Unreachable node gets selected everytime causing TTL exhausted
tahamr83 opened this issue · 2 comments
Summary
We have a redis cluster that runs on kubernetes, after one of our nodes crashed the StatefulSet created a new pod rendering the POD IP of the redis node unroutable. The redis-py client was for some reason unable to obtain the new state of the cluster and we see a lot of TTL exhausted errors.
Even if the dead unroutable redis node is selected, shouldn't it recover the cluster state and remove the dead node from it's list? Instead what we see is all 16 TTL attempts select the exact same node and finally we see a TTL Exhausted
error.
[2021-10-01 13:35:36 DEBUG rediscluster.client TaInZR2tRRDy_Bi3hLmSbw..] - TTL loop : 15
[2021-10-01 13:35:36 DEBUG rediscluster.client TaInZR2tRRDy_Bi3hLmSbw..] - Determined node to execute : {'host': '10.244.7.123', 'port': 6379, 'name': '10.244.7.123:6379', 'server_type': 'master'}
[2021-10-01 13:35:39 ERROR rediscluster.client TaInZR2tRRDy_Bi3hLmSbw..] - ConnectionError
Traceback (most recent call last):
File "/usr/local/lib/python3.7/site-packages/redis/connection.py", line 559, in connect
sock = self._connect()
File "/usr/local/lib/python3.7/site-packages/redis/connection.py", line 615, in _connect
raise err
File "/usr/local/lib/python3.7/site-packages/redis/connection.py", line 603, in _connect
sock.connect(socket_address)
OSError: [Errno 113] No route to host
During handling of the above exception, another exception occurred:
Traceback (most recent call last):
File "/usr/local/lib/python3.7/site-packages/rediscluster/client.py", line 630, in _execute_command
connection.send_command(*args)
File "/usr/local/lib/python3.7/site-packages/redis/connection.py", line 726, in send_command
check_health=kwargs.get('check_health', True))
File "/usr/local/lib/python3.7/site-packages/redis/connection.py", line 698, in send_packed_command
self.connect()
File "/usr/local/lib/python3.7/site-packages/redis/connection.py", line 563, in connect
raise ConnectionError(self._error_message(e))
redis.exceptions.ConnectionError: Error 113 connecting to 10.244.7.123:6379. No route to host.

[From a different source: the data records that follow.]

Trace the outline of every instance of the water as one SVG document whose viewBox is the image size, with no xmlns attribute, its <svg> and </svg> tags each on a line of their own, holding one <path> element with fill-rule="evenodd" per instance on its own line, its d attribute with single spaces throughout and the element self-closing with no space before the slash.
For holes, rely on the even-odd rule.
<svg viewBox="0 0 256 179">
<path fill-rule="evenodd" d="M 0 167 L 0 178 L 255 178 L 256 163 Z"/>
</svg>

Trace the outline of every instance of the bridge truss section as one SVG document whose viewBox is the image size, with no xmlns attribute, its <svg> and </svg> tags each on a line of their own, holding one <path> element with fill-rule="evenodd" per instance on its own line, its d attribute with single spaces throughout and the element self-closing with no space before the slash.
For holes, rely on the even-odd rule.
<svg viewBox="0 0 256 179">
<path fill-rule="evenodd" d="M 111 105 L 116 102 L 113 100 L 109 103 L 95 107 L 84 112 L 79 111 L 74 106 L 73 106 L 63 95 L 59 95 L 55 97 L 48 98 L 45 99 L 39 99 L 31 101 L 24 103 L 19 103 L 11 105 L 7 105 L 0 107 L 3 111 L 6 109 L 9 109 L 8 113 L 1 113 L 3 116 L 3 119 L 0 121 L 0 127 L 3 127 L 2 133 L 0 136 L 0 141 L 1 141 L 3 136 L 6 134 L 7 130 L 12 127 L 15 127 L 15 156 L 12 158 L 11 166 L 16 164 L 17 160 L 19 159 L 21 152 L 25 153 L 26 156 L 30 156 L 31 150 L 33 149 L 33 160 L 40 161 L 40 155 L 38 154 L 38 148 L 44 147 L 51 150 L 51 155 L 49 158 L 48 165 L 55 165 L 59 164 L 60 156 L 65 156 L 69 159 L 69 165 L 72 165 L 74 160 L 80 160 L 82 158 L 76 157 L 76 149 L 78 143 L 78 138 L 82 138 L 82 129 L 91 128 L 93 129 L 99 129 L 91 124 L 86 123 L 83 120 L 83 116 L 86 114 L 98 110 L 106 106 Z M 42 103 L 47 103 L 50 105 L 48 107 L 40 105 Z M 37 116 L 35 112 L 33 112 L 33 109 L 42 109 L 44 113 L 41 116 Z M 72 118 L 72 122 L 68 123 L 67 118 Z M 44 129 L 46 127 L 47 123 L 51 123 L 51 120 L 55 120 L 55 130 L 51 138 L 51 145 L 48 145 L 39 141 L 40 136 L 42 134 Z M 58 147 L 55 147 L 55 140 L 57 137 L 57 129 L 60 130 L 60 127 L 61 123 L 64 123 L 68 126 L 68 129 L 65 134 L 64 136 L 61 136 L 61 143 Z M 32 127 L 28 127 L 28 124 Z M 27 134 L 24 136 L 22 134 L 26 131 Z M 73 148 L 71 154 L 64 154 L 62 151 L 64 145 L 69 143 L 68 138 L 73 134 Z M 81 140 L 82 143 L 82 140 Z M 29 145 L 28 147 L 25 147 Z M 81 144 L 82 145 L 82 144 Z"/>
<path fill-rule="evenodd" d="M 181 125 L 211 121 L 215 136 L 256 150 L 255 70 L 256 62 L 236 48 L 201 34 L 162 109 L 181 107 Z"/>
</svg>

[2021-10-01 13:35:36 DEBUG rediscluster.client TaInZR2tRRDy_Bi3hLmSbw..] - TTL loop : 3
[2021-10-01 13:35:36 DEBUG rediscluster.client TaInZR2tRRDy_Bi3hLmSbw..] - Determined node to execute : {'host': '10.244.7.123', 'port': 6379, 'name': '10.244.7.123:6379', 'server_type': 'master'}
[2021-10-01 13:35:39 ERROR rediscluster.client TaInZR2tRRDy_Bi3hLmSbw..] - ConnectionError
Traceback (most recent call last):
File "/usr/local/lib/python3.7/site-packages/redis/connection.py", line 559, in connect
sock = self._connect()
File "/usr/local/lib/python3.7/site-packages/redis/connection.py", line 615, in _connect
raise err
File "/usr/local/lib/python3.7/site-packages/redis/connection.py", line 603, in _connect
sock.connect(socket_address)
OSError: [Errno 113] No route to host
Why does the client select the dead 10.244.7.123:6379
node every time instead of trying another live random node and then fetching the new cluster state?
Even if the dead unroutable redis node is selected, shouldn't it recover the cluster state and remove the dead node from it's list? Instead what we see is all 16 TTL attempts select the exact same node and finally we see a
TTL Exhausted
error.
I am guessing here but the issue is probably that your redis-cluster is not booting out the node that you want because this client is coded so that it will only use what the redis server says is the current cluster state, if your node is not booted out it will remain even if the node is not reachable, that is just the reference logic a client should implement.
You probably can verify this by both checking what cluster info, cluster slots & cluster nodes is returning out when a node drops and try to monitor the master nodes how long it takes for the cluster consensus to reach a new consensus that eventually will propagate to all clients.
Also note that if you check the client code in the ConnectionError section here https://github.com/Grokzen/redis-py-cluster/blob/master/rediscluster/client.py#L647 you will see down here https://github.com/Grokzen/redis-py-cluster/blob/master/rediscluster/client.py#L660 that the code shuold attempt a full node table refresh after 5 connection errors and do a full reinitialize of the cluster state and then it circles back to the initial point that your cluster has not reached a new cluster consensus and that is the root cause of your issue.
Thank you so much for your analysis. Apologies for opening an unnecessary issue.
This seems to be a cluster problem rather than the client issue.